Of the rumored potential replacements for Microsoft CEO Steve Ballmer, there's one who is clearly the best bet: former Skype CEO and current Microsoft Executive Vice President Tony Bates. Here are six reasons he'd be the best choice.
He's got the right non-traditional outlook
The short list of candidates is filled with people who have the usual high-level degrees in technology and business as well. Bates stands out from the group because he's self-taught, with no degree, and yet has managed to become extremely successful. He dropped out of the mechanical engineering program at South Bank Polytechnic in Great Britain, took a job doing IT work for the University of London, and made the most of his commuting time, teaching himself C and UNIX.
From there, after several jobs he joined Cisco in 1996, eventually becoming senior vice president and general manager, in charge of the enterprise, commercial and small business divisions. He then became CEO of Skype, and came over to Microsoft when Microsoft bought the company. He managed to integrate Skype into Microsoft without pain or drama. Currently, he's executive vice president of Microsoft’s Business Development and Evangelism group, and head of the company's strategy team.
His background is an ideal fit for what Microsoft needs right now: Someone who took a non-traditional path to success, and would be willing to consider new paths for Microsoft.
He's mastered Microsoft's culture
Microsoft has a sometimes brutal corporate culture, and has chewed up and spit out more than its share of talented people who got caught in turf wars and cross-fires. Whoever is the new CEO will need to master that culture, and also change it. Bates has shown that he can do it. He came into Microsoft as an outsider with the unenviable task of integrating Skype with many existing business units. That meant impinging on others' turf in a turf-centric culture.
He's managed to make Skype essential to Microsoft's future, and integrated it into many different types of Microsoft's businesses, from enterprise-level communications units to consumer-oriented Office offerings and more. And he's done that without having to engage in public or private firefights. At Microsoft, that's quite an achievement. Microsoft needs a boss who can do that, and ultimately change the culture as well.
He's got technical chops
Bates might not have a degree, but he's certainly got the technical background to run Microsoft. At Cisco, he oversaw the development and launch of complex networking hardware and infrastructure. He hold 10 patents related to Layer 2 and Layer 3 network innovations and has published 12 IETF RFCs related to Internet routing and operations.
He's got the business smarts
At Cisco he managed approximately 12,500 people around the world, and oversaw a businesses with more than $22 billion of annual revenue. At Skype, he figured out ways to monetize what had previously been almost solely a free service. So he clearly has enough business smarts for heading Microsoft.

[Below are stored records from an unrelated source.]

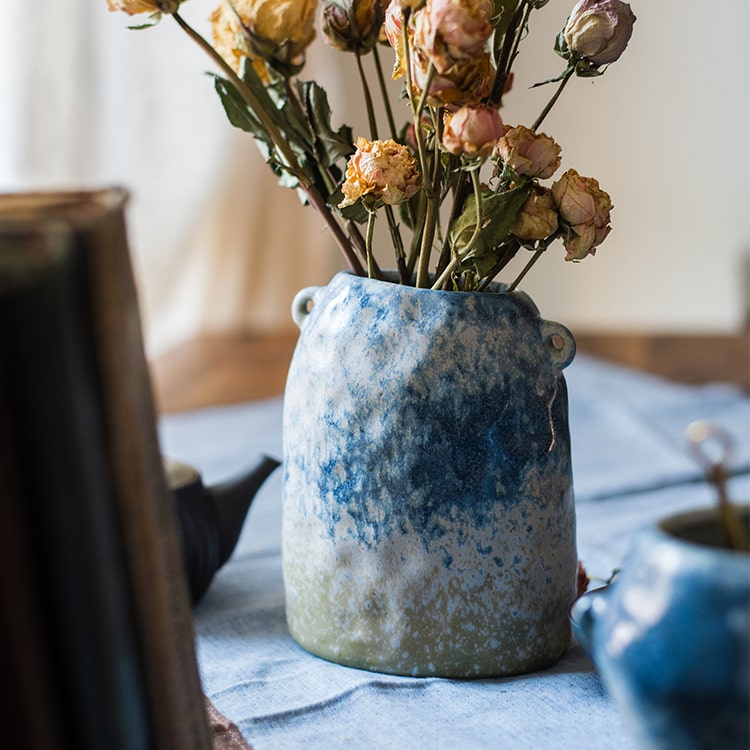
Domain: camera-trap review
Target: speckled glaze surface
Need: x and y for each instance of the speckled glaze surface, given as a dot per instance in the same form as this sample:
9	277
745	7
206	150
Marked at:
671	638
428	521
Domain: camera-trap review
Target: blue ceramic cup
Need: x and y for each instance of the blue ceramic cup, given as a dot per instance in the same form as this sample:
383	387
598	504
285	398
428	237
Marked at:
670	636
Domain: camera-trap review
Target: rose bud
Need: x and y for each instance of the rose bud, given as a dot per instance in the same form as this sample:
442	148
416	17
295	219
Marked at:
134	7
585	208
599	30
529	153
452	30
384	171
352	25
264	29
473	130
538	217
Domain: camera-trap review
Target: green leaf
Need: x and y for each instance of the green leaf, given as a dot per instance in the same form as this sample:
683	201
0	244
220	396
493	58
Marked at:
329	145
498	214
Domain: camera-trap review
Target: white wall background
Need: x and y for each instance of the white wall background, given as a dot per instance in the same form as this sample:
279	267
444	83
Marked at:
88	102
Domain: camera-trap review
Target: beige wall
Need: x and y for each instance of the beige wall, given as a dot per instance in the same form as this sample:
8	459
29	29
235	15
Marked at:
217	245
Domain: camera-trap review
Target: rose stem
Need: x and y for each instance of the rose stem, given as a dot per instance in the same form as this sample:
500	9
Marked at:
280	143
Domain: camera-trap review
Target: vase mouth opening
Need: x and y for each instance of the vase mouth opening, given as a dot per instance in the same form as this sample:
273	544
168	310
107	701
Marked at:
704	529
390	276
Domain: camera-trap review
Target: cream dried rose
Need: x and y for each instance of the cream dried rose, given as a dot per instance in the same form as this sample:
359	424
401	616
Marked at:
352	25
466	82
452	30
599	30
538	217
280	29
529	153
585	208
385	171
134	7
473	130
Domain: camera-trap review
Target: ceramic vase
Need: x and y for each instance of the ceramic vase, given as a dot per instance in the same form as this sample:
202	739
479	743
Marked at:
428	518
671	636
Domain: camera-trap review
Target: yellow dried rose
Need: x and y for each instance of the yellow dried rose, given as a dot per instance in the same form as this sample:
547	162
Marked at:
383	171
585	209
273	29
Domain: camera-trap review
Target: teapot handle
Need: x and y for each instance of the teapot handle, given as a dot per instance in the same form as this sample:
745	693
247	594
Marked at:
302	304
559	342
583	615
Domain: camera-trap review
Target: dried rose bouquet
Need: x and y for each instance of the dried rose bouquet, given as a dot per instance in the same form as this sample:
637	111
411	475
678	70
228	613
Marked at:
461	190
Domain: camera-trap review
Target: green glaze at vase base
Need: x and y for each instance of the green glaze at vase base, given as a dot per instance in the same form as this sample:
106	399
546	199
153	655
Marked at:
399	618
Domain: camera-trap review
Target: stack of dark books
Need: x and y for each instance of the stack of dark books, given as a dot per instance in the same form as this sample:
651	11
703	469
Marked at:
95	614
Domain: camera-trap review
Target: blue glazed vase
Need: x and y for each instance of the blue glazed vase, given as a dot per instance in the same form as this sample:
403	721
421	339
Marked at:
671	636
428	519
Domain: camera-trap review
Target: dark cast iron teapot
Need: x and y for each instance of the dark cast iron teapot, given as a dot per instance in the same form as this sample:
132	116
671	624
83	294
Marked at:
211	518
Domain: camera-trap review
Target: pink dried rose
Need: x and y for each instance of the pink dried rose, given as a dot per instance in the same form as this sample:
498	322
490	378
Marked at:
529	153
599	30
352	25
383	171
280	29
134	7
466	82
585	208
538	217
473	130
449	31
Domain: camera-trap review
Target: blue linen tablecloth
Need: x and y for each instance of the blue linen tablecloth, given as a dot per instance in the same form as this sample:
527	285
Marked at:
631	466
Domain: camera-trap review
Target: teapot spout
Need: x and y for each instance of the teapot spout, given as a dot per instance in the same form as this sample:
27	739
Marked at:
232	500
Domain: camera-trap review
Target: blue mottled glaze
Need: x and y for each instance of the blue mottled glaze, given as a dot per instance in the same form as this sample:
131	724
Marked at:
429	525
671	637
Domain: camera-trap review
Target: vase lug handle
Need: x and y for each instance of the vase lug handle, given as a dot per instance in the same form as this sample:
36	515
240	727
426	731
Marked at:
302	304
559	342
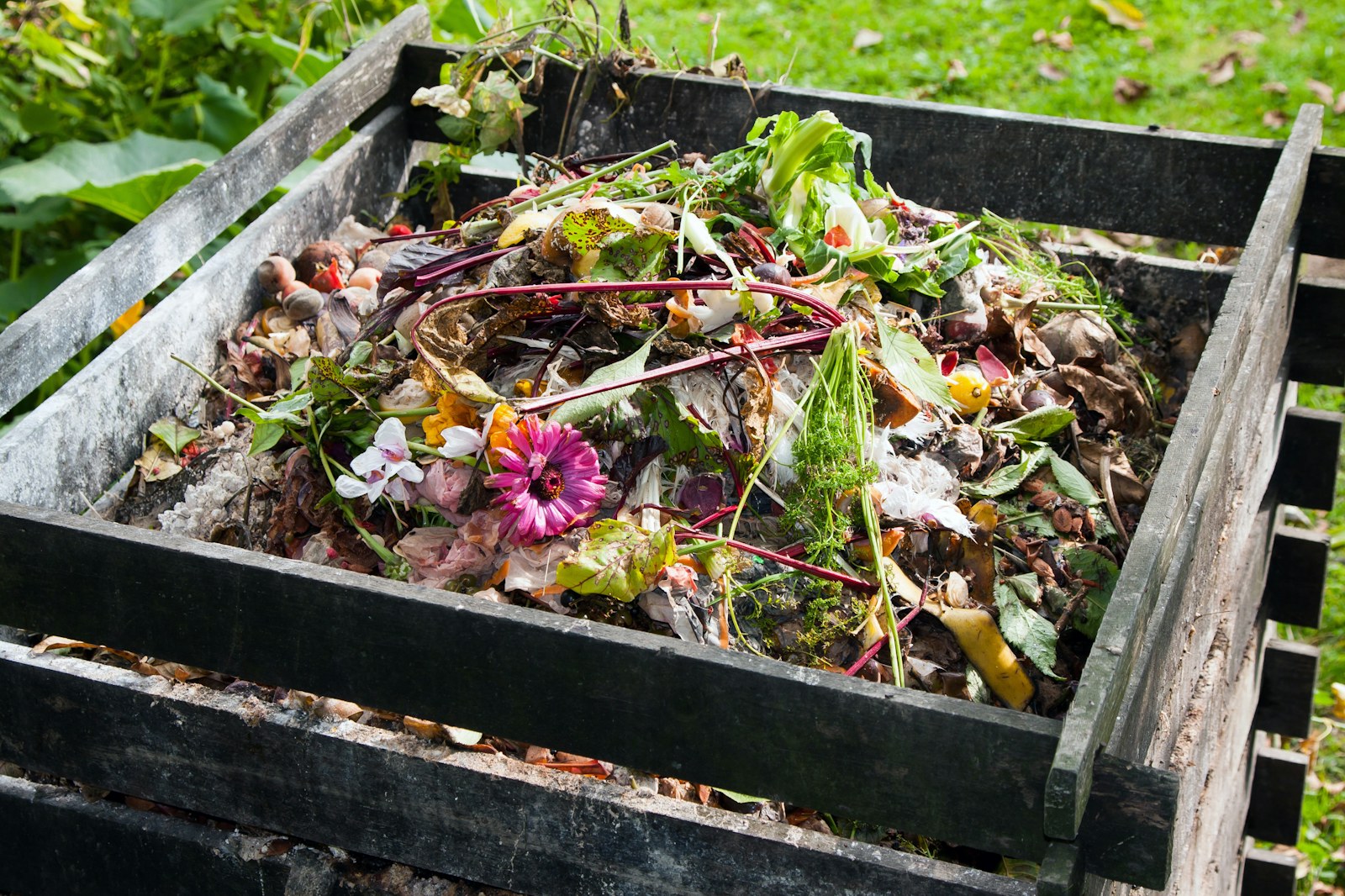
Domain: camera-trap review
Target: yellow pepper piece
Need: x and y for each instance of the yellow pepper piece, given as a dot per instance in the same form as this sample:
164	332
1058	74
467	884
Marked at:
454	410
970	390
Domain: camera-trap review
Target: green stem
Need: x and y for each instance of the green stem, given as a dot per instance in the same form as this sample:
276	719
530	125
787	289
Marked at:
575	186
213	382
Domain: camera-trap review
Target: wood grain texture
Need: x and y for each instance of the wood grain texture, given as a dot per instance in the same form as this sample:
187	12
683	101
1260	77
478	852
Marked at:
1297	579
1309	452
430	806
804	736
1122	635
55	841
87	435
1269	873
1277	804
1181	185
84	306
1289	678
1317	338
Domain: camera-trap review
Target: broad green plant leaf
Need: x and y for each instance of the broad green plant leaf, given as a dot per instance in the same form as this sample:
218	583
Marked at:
912	365
580	409
1008	478
1036	425
620	560
174	434
1021	626
1071	482
131	177
179	17
1094	567
307	65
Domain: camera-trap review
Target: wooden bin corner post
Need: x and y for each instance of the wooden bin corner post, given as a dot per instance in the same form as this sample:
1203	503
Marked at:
1217	390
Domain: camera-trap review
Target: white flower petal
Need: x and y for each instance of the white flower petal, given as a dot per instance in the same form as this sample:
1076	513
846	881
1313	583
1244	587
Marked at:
462	441
347	488
367	461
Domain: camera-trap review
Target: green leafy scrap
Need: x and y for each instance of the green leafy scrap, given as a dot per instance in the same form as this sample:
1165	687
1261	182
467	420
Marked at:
1094	567
620	560
1024	627
174	434
1036	425
912	365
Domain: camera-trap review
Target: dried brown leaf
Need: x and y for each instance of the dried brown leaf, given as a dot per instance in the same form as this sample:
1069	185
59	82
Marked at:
1127	91
1052	73
865	38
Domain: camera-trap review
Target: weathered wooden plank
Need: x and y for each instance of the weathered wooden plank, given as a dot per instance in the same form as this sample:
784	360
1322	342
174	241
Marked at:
84	306
1289	678
1172	183
1317	338
1297	577
390	795
1121	640
55	841
813	739
87	435
1269	873
1277	804
1309	452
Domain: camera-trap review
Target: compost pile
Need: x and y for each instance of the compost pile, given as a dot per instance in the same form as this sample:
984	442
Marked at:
755	401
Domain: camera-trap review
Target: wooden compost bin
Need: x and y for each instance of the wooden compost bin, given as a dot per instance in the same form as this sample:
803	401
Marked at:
1152	777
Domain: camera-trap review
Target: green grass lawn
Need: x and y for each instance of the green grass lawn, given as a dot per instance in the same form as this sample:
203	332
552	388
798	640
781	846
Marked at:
810	44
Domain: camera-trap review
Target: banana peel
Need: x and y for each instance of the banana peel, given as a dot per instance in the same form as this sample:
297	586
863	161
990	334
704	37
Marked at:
986	650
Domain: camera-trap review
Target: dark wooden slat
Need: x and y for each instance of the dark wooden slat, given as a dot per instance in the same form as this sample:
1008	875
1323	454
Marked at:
87	435
1309	451
1289	678
467	814
1181	185
1297	577
1062	871
1317	338
1121	640
1269	873
84	306
1277	802
54	841
652	703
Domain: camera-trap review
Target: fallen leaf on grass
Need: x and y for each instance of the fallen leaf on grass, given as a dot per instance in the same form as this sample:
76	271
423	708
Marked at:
1052	73
865	38
1221	71
1120	13
1321	91
1127	91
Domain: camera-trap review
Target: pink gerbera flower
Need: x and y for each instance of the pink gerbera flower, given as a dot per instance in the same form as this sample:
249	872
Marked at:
551	481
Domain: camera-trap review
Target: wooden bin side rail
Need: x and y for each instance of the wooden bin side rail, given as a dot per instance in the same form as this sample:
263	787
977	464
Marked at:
428	804
809	737
84	306
1167	183
1215	389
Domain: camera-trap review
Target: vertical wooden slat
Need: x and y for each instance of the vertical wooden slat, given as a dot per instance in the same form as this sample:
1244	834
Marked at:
1309	451
1297	577
1277	799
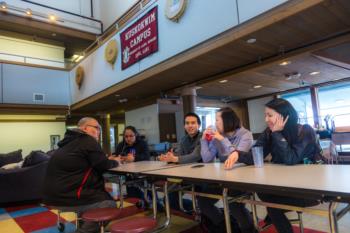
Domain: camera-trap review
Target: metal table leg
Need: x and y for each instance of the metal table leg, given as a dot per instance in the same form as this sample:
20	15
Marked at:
226	210
333	220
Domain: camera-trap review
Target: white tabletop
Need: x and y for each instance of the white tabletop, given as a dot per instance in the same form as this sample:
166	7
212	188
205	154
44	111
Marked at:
328	180
141	166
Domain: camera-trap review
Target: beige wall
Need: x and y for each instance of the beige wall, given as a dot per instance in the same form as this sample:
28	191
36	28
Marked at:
110	10
236	106
30	49
28	136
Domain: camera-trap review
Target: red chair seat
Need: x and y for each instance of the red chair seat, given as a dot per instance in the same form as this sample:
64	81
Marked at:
134	225
101	214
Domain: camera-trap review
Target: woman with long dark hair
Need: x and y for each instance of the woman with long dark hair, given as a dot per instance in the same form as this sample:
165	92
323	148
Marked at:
224	143
132	148
289	143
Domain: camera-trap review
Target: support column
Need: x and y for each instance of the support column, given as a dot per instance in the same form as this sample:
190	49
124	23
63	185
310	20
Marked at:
189	101
315	106
106	140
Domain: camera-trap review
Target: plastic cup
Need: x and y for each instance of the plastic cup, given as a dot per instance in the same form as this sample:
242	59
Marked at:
210	133
258	156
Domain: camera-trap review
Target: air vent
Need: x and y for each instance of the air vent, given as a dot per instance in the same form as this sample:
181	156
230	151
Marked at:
38	98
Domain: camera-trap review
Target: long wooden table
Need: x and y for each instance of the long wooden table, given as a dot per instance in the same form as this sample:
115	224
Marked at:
329	183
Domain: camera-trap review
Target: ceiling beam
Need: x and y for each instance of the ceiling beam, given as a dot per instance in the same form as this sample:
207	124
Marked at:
43	26
264	20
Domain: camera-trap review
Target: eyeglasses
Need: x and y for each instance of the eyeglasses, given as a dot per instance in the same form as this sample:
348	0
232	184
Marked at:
98	128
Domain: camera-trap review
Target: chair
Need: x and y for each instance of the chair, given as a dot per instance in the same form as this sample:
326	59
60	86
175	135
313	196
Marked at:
134	225
101	216
60	224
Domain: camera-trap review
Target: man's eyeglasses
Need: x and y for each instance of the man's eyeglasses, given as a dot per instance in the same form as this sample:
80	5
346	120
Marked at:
98	128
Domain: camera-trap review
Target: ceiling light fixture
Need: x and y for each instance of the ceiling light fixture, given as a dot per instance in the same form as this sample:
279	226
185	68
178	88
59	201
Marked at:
3	5
29	12
251	40
340	101
284	63
314	73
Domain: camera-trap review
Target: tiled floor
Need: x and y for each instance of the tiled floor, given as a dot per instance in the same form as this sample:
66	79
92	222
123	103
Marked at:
41	219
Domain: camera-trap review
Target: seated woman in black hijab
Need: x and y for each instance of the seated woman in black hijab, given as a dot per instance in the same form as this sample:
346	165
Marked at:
288	143
132	149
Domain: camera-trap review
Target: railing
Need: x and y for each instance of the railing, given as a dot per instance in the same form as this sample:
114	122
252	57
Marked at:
5	57
61	17
135	10
121	22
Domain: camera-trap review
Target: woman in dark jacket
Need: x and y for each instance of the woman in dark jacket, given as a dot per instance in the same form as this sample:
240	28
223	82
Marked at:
288	143
132	149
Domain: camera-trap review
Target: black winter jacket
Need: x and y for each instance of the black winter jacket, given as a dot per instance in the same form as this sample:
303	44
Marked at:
140	147
74	173
281	151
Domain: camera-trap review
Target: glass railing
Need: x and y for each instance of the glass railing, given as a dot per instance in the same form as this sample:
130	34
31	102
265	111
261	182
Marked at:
12	58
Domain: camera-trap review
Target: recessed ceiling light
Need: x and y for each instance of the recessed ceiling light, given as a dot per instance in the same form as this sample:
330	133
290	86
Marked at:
340	101
29	12
3	5
52	17
314	73
284	63
123	100
251	40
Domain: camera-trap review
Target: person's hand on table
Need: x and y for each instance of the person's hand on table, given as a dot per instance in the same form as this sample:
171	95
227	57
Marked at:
169	157
231	160
279	123
129	158
115	158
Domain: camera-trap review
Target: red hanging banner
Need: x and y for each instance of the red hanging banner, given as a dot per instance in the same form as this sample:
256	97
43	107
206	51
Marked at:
140	39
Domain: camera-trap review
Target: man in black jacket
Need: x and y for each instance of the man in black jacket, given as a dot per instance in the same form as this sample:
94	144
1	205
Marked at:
74	180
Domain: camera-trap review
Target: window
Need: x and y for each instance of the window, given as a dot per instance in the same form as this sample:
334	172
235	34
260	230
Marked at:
207	116
335	104
301	101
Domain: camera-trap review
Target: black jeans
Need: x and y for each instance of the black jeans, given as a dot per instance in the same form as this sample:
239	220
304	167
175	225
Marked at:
237	210
174	202
278	216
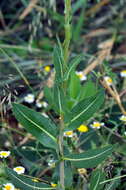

He's mastered communications and mobile tech
Microsoft has fallen behind in mobile and communications technologies, and with his background at Cisco and Skype, it's something he's clearly mastered. They're skills vital for whoever becomes Microsoft's new CEO
None of the other candidates are right
Finally, Bates is clearly superior to the other four rumored candidates for the job. Ford CEO Alan Mulally doesn't have a background in software and other technologies vital to Microsoft's future. Nokia CEO Stephen Elop hasn't exactly shined in his stints at Nokia and Boston Chicken. He also said that he'd be open to selling Xbox and Bing, which would be a serious mistake. Microsoft Chief Operating Officer Kevin Turner came to the company after a 20-year stint at Wal-Mart, and doesn't seem to have any tech vision. And Satya Nadella, executive vice president of Microsoft's Cloud and Enterprise group, doesn't have sufficient experience running large businesses.
Given all this,Microsoft would do well to choose Bates as the next CEO.